What point? You didn't address the more realistic simplified bandwidth compromises on the XsX - from the two memory pool contention - I explained and just doubled down on info that misrepresents the XsX memory balancing act when trying to use a unified 12GB with the GPU.
Let's put some depth into the simple theoretical exercise of a unified 12GB for the XsX GPU.
Off the bat we'll look at CPU bandwidth.
40GB/s is in the ballpark from the Road to PS5, so we'll use that for both systems.
on PS5 that's a simple unified deduction,
448GB/s - 40GB/s = 408GB/s for a 12GB VRAM pool for use with the GPU.
On XsX we have 10GB/s at 560GB/s and 6GBs at 336GB/s but the CPU 40GB/s is from 336GB/s where both bandwidths share unified processing time so 40/336 = ~12% instantly means the 560GBs is depleted to use just 88% of the time (~494GB/s) before we start looking at the 2GB of VRAM on the CPU memory side.
If we say a typical game sticking with 10GBs of VRAM averagely uses (494/10) 49.4GB/s per GB for argument sake - omitting all inefficiencies for this example.

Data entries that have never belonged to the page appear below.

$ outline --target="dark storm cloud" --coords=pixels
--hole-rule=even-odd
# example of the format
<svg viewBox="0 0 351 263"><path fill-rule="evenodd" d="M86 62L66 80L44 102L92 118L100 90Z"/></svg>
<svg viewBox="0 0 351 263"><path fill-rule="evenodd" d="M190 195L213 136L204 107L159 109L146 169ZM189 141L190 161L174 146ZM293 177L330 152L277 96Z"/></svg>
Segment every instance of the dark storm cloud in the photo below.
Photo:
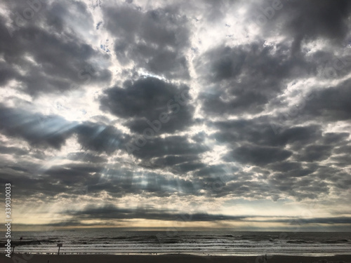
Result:
<svg viewBox="0 0 351 263"><path fill-rule="evenodd" d="M7 3L7 8L13 14L17 11L21 15L28 8L25 6L25 2ZM70 20L72 15L69 10L83 12L81 15L85 22L91 22L86 6L77 2L66 4L71 5L71 8L64 4L42 4L40 12L34 13L32 20L22 18L20 23L16 16L13 17L15 30L10 30L11 33L5 18L0 18L0 54L6 63L6 69L0 74L6 76L0 78L4 84L15 79L20 82L19 90L37 95L75 89L90 81L109 81L110 72L93 62L98 58L107 61L107 57L104 58L84 43L72 29L74 21ZM64 23L65 16L67 19Z"/></svg>
<svg viewBox="0 0 351 263"><path fill-rule="evenodd" d="M0 106L0 132L10 137L22 138L33 146L60 149L75 126L60 116Z"/></svg>
<svg viewBox="0 0 351 263"><path fill-rule="evenodd" d="M74 131L84 149L108 154L124 148L129 137L114 126L88 122L76 126Z"/></svg>
<svg viewBox="0 0 351 263"><path fill-rule="evenodd" d="M100 108L126 119L124 124L133 132L143 133L151 128L157 133L173 133L188 128L193 121L189 91L185 85L151 77L140 79L126 81L123 88L105 90Z"/></svg>
<svg viewBox="0 0 351 263"><path fill-rule="evenodd" d="M346 121L351 118L351 81L347 80L336 87L329 87L312 93L306 103L303 114L321 121Z"/></svg>
<svg viewBox="0 0 351 263"><path fill-rule="evenodd" d="M331 155L333 148L326 145L309 145L299 151L297 159L300 161L323 161Z"/></svg>
<svg viewBox="0 0 351 263"><path fill-rule="evenodd" d="M170 136L150 140L134 156L141 159L166 157L167 156L192 156L202 154L208 147L199 144L190 143L185 136Z"/></svg>
<svg viewBox="0 0 351 263"><path fill-rule="evenodd" d="M285 160L291 154L291 151L278 147L245 145L234 149L227 159L231 161L261 166Z"/></svg>
<svg viewBox="0 0 351 263"><path fill-rule="evenodd" d="M283 147L289 144L300 147L322 138L321 127L318 125L290 127L275 134L267 116L217 121L211 126L219 130L212 135L213 138L232 145L249 142L258 145Z"/></svg>
<svg viewBox="0 0 351 263"><path fill-rule="evenodd" d="M155 220L184 221L213 221L213 220L241 220L246 217L229 216L223 215L209 215L204 213L188 214L177 211L161 210L153 208L119 208L114 205L105 207L87 206L81 211L72 211L69 215L74 215L79 220L88 219L148 219Z"/></svg>
<svg viewBox="0 0 351 263"><path fill-rule="evenodd" d="M289 55L289 46L263 42L234 48L219 46L196 61L197 71L214 84L202 91L207 114L259 113L289 80L315 74L317 65Z"/></svg>
<svg viewBox="0 0 351 263"><path fill-rule="evenodd" d="M349 32L351 4L347 0L330 1L279 1L251 4L247 19L255 22L264 36L284 33L293 40L291 50L298 52L303 41L317 39L341 46Z"/></svg>
<svg viewBox="0 0 351 263"><path fill-rule="evenodd" d="M185 55L190 44L188 20L172 7L142 11L124 4L102 7L107 29L114 36L114 52L121 64L167 78L189 77Z"/></svg>
<svg viewBox="0 0 351 263"><path fill-rule="evenodd" d="M105 163L107 161L106 158L86 152L69 153L67 154L67 159L88 163Z"/></svg>
<svg viewBox="0 0 351 263"><path fill-rule="evenodd" d="M128 137L113 126L90 122L79 124L55 115L45 116L4 106L0 107L0 132L10 137L24 139L32 146L58 149L77 134L84 149L107 153L124 149Z"/></svg>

But as we are now moving up to 12GB that distribution no longer holds, so first of all we need to work out how much longer the GPU processing will take to complete a CPU memory bottlenecked task on the 2GB compared to a GPU memory bottlenecked task on 2GBs of the 10GBs. Which should be merely dividing 560/336, giving us a ratio of x 1.66 (5/3rds).
To then workout how much of that remaining 88% of the processing time is needed for 2GB at 336GB/s versus the 10GBs at 560GBs - to give each GB equally processing capacity we need to scale the 2GBs by the 5/3rds and treat it as (10/3) 3.3GBs vs 10GBs, effectively normalizing the bandwidths for both pools.

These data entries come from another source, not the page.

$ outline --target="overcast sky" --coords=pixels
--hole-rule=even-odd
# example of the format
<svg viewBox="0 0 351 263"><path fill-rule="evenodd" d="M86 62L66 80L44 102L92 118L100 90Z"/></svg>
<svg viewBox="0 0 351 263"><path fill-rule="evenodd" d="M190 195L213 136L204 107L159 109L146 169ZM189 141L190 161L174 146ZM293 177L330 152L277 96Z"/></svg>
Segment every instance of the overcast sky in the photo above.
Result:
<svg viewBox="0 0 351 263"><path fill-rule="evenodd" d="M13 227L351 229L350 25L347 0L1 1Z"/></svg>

That way you get A) = 3.3/13.3 x 0.88 and B) = 10/13.3 x 0.88 to get
A) (10/3) /(40/3) x0.88 = (30/120) x 0.88 = (1/4) x 0.88 = 0.22
B) 10/(40/3) x 0.88 = (30/40) x 0.88 = (3/4) x 0.88 = 0.66
so then we get in total for the CPU memory (0.12 + A) x 336 = (0.12 + 0. 22) x 336 = 114.24 GB/s
+
the GPU side 0.66 x 560 = 369.6 GB/s
= 483.84 GB/s
which in these idealised circumstances is already a lot closer to the unified 448GB/s of the PS5 bandwidth and in real terms the 22%(0.22) percent of the 336GBs isn't 114.24GBs for the GPU, because it is wasteful by a factor of 5/3rds meaning in real bandwidth terms to the GPU it is actually 44.35GBs, which when added back to the 66% (0.66) 369.6 GB/s produces a GPU total effective bandwidth of ~414GB/s versus the PS5's 408GB/s.
The major missing piece here is that this is all idealised for the XsX memory use, without the big efficiency losses of copying between the pools with redundant data that are necessary, the need for a second garbage collector/memory defragger for the slower pool taking further bandwidth time, and the small percentage memory controller efficiency loss for switching modes/pools, even if assuming all of those solutions are perfect too despite the greater complexity.
Realistically the XsX using 10GBs for VRAM probably matches the PS5 for real-time GPU bandwidth, and at 12GBs in real game code is probably (90% of that 414GB number via complexity) around the 370GB/s - obviously still ignoring that all these figures will be actually lower scaled equivalents of their theoretical maximums used here.